3.川崎宿〜神奈川宿



まっすぐな道



2006.02.06.(月)  天気 : 曇り
川崎宿〜神奈川宿の地図






いつもの様に地下鉄と京急線を乗り継いで、京急川崎駅から佐藤本陣跡まで戻り再びスタートした。
しばらく歩くと京急八丁畷駅が見えてきた。京急の線路脇に「麦の穂を たよりにつかむ 別れかな」と書かれた松尾芭蕉の句碑あった。伊賀へ帰る芭蕉を江戸から送ってきた門人たちと八丁畷の茶屋で休憩し、最後の別れを惜しんで弟子達が読んだ句に対し、返した句である。関係無いが、ちなみに私の実家は伊賀である。

線路は街道の右側を走っている。駅の手前の踏切を渡り、すぐ左折すると、今度は慰霊塔があった。江戸時代、震災や大火・洪水等により亡くなった身元不明の人達を八丁畷付近で埋葬したらしく、この付近で人骨が多く見つかったとの事だ。その人達の供養のため、昭和9年に建てたものだ。

ここから先は、道がまっすぐ延びている。この付近は、八丁(約870m)の間、畷(なわて)と言って道が田畑の中をまっすぐ延びていたので、八丁畷と呼ばれる様になったらしい。

まっすぐな道を進むと商店街に入り、左側に市場一里塚があった。説明書には日本橋から5里目と書いてあった。20km近く歩いたんだと自分に感心!碑は昭和8年6月に建てられた立派なものだ。

自分に感心しながら歩いていると、綺麗な鶴見川橋が見えてきた。最初の橋は慶長6年(1601年)頃架けられ、東海道と同じ位の歴史があるらしい。日本橋からは最初の大きな橋となり(多摩川は元禄元年から洪水のため渡し舟になったため)、旅人にはさぞ素晴らしく見えた事であろうと思った。なお、大正末期までは鶴見橋と言っていたらしい。

橋を渡った所に、旧東海道鶴見橋の碑と共に鶴見橋関門史蹟の碑があった。安政6年(1859年)6月の横浜開港と共に、外国人に危害を加える事を防ぐために作られたものの一つだ。
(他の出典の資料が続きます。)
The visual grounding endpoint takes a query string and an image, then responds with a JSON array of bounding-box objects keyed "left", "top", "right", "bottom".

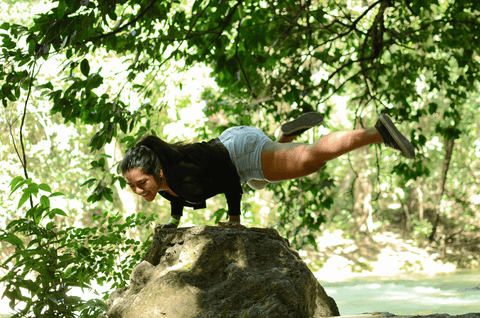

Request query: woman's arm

竹の皮に包んだ梅干しを売っていた信楽茶屋、咳の特効薬「苦楽丸」を売っていた鶴居堂のそれぞれの説明書を過ぎて、京急鶴見駅のガードをくぐり、右へ行くと、旧東海道鶴見覇王樹茶屋跡と書かれた石碑があった。

ベルロード商店街を歩いて行き、国道15号線を越えたらJR鶴見線のガードがあった。その右手のガード下には国道駅の改札があった。短いガードをくぐってみるとすぐ国道15号線だ。ガード下はとても古く、昭和の時代が感じられる。15号線側からの方がその古さがよく解るので、写真を撮ってみた。

旧道のガードをくぐった先は生麦の魚河岸だ。魚屋さんが何軒もある風景は、田舎者の私は初めて見る景色だ。歩いていたら、おかみさん威勢のいい声が聞こえてきた。「○○さん、もう帰っちゃった?まだ間に合うかな?車で駅までひとっ走り行って届けてくるね!」

魚河岸を過ぎると道念稲荷があり、「蛇も蚊も」と書かれた横浜市指定無形民族文化財の碑があった。

キリンビールの工場を越え、国道15号線と合流してすぐに生麦事件の石碑があった。幕末、薩摩の島津久光の行列を横切ろうとしたイギリス人4名が切られ、その中の商人リチャードソンが落命した遭難の碑である。ちなみに発生現場は、旧道を江戸に戻った所で、歩いてくる途中に早川松山の絵が入った看板を見かけた。

しばらく車の騒音を聞きながら国道を歩く。京急新子安駅付近を過ぎた公園で一休みし、再度国道歩き・・・横浜開港当時、外国の領事館にされるのを嫌い本堂の屋根をはがし、修理中であるのでとの口実で幕府の命令を断った良泉寺を過ぎ滝の川まできた。この付近に本陣が2ヶ所あったらしいが探しても解らなかった。橋を渡って右へ曲がり、少し川沿いに歩いて行くと、滝の橋と本陣跡と書かれた看板があったので、それで我慢した。

本陣跡の文字を見てホッとし、再び休憩。国道をまた歩き出したが、小学校を過ぎすぐ右斜めへ登る旧道があった。疲れた足で宮前商店街の登り坂は少し堪えた。

途中、源頼朝が安房国の安房神社の霊を移して祀ったことに始まると伝えられている洲崎大神があった。

坂を登り切った所に京急神奈川駅があった。13時だが今日はここまでだ。足が言う事を聞いてくれない!でも食事ができる所が近くに無さそうなので、横浜駅まで歩いて行く事にした。